Hatten sich schnell angefreundet: Grace Strudwicke und ihre Hemeraner Austauschpartnerin Lina Becker. (Foto: privat)

Besuch vom anderen Ende der Welt: Für acht Wochen war die Sundwiger Familie Becker das neue Zuhause von Grace Strudwicke aus dem neuseeländischen Invercargill.

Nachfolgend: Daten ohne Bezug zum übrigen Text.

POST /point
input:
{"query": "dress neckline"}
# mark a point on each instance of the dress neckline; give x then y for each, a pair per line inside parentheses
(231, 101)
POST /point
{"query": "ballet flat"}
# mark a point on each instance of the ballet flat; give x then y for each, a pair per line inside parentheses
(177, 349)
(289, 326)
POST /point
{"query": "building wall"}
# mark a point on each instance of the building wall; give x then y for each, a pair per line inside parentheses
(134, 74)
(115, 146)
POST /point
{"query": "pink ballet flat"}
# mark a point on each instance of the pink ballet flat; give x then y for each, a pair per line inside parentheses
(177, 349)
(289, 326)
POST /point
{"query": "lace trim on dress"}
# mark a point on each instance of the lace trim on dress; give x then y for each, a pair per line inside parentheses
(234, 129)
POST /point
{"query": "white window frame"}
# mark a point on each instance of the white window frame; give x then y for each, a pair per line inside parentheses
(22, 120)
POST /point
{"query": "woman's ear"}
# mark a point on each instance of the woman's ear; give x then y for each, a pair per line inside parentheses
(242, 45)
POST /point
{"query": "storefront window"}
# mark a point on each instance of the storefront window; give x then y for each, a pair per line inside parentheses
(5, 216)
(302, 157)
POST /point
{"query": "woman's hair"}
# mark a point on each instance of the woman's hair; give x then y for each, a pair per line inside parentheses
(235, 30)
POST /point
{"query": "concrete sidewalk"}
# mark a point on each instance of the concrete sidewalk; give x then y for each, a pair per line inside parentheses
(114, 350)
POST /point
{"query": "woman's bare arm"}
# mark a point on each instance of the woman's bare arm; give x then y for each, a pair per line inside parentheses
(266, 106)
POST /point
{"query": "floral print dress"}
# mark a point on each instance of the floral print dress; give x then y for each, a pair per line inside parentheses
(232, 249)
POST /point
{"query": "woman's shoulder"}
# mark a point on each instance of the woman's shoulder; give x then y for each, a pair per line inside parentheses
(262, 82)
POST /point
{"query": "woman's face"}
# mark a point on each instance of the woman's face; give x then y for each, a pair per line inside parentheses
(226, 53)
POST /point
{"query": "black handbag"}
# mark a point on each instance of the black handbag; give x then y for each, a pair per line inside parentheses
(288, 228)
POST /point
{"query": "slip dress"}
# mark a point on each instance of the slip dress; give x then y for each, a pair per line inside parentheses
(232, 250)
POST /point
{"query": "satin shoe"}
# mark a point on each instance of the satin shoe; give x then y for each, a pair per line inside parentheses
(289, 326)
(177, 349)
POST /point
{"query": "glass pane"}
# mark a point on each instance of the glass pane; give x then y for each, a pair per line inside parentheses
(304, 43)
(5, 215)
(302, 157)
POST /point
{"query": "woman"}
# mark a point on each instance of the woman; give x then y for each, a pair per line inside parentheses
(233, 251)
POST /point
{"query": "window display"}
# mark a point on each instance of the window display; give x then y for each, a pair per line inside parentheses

„Weiter weg“ ist kaum möglich. Rund 18.500 km (!) liegen das sauerländische Hemer und Invercargill am Südwestzipfel Neuseelands auseiander. Und aus genau diesem kleinen 53.000-Einwohner -Städtchen kommt Grace Strudwicke, die bis vor wenigen Tagen für acht Wochen als Austauschschülerin bei der Sundwiger Familie Becker eingezogen war. „Auch wenn sich die beiden Städte in der Einwohnerzahl nicht sonderlich unterscheiden, ist deren jeweilige Bedeutung schon unterschiedlich“, hat die 16-jährige Neuseeländerin schnell erkannt. Denn während die Felsenmeerstadt am Rande von großen Metropolen und Ballungszentren wie dem Ruhrgebiet liegt, ist ihre Heimatstadt schon das „große Zentrum“ einer ganzen Region. „Bei uns ist alles etwas kleiner“ schmunzelt Grace Strudwicke aus dem „Land der weißen Feder“, wie die Neuseeländer ihr Heimatland selbst nennen. Dementsprechend gehörte natürlich auch der einwöchige Berlin-Ausflug zu den absoluten Höhepunkten ihres Aufenthaltes.

Faszination Brotsorten


Aber auch kleinere Ausflüge, die ihre Gastfamilie in der näheren und weiteren Umgebung vorbereitet hatten, sorgten für so manches „Aah“ und „Ooh“ beim neuseeländischen Besuch. Die Burg Altena gehörte genauso dazu wie die Heinrichshöhle, Schlittschuhlaufen im Wintergarten des Sauerlandparks, eine Partie der Iserlohn Roosters, der Kölner Dom oder auch die Weltkulturstätte „Zeche Zollverein“ in Essen.
Und dann waren da ja auch noch die Weihnachtsmärkte. „So was gibts bei uns in Neuseeland überhaupt nicht“ - Verständlich, fällt doch das Weihnachtsfest auf der anderen Seite der Welt in den dortigen Hochsommer. Und da ist dann eher Sonne, Strand und Baden angesagt.
Im deutschen Alltagsleben warteten ebenfalls einige Überraschungen auf Grace Strudwicke. „Eine der größten war das Frühstück, das in dieser Form bei uns völlig unbekannt ist.“ Vor allem die vielen verschiedenen Sorten Brot sorgten bei ihr für Faszination. „Bei uns ist eher das Abendessen die Hauptmahlzeit, bei der vor allem Fleisch- und Kartoffelgerichte auf den Tisch kommen.“

„Breit statt hoch“


Und dann war da ja auch noch die Sache mit dem Bauen. „Im Gegensatz zu Deutschland heißt bei uns die Devise ,Breit statt hoch‘, bringt es Grace Strudwicke auf einen kurzen Nenner. Einleuchtend, wenn man bedenkt , dass aufgrund der geringen Einwohnerdichte in Neuseeland fast alle Wohnhäuser lediglich eingeschossig und dafür mit einer großen Grundfläche gebaut werden können.
In ihrer Heimat geht die 16-Jährige in die 12. Klasse der Highschool, hier in Deutschland besuchte sie zusammen mit ihrer neuen Freundin Lina die 10. Klasse am Woeste-Gymnasium - und erlebte dort zum ersten Mal den Unterricht ohne Schuluniform und gemeinsames Lernen mit Jungs. Spannend!
Auch wenn es vor wenigen Tagen nun Abschied zu nehmen galt, gibt es bereits am 22. Februar ein Wiedersehen. Denn dann startet Lina Becker zu ihrem Gegenbesuch nach Neuseeland und freut sich schon auf viele Abenteuer wie eine Küstentour per Rad, Schwimmen mit Delfinen oder Jetskifahren. Denn das alles hat ihr ihre neue Freundin Grace bereits für ihren Besuch versprochen. „Und außerdem möchte ich mal überprüfen, ob es wirklich so ist, wie alle behaupten, dass es in Neuseeland mehr Schafe als Einwohner gibt“, lacht Lina verschmitzt und voller Vorfreude vor ihrem Trip um den halben Globus.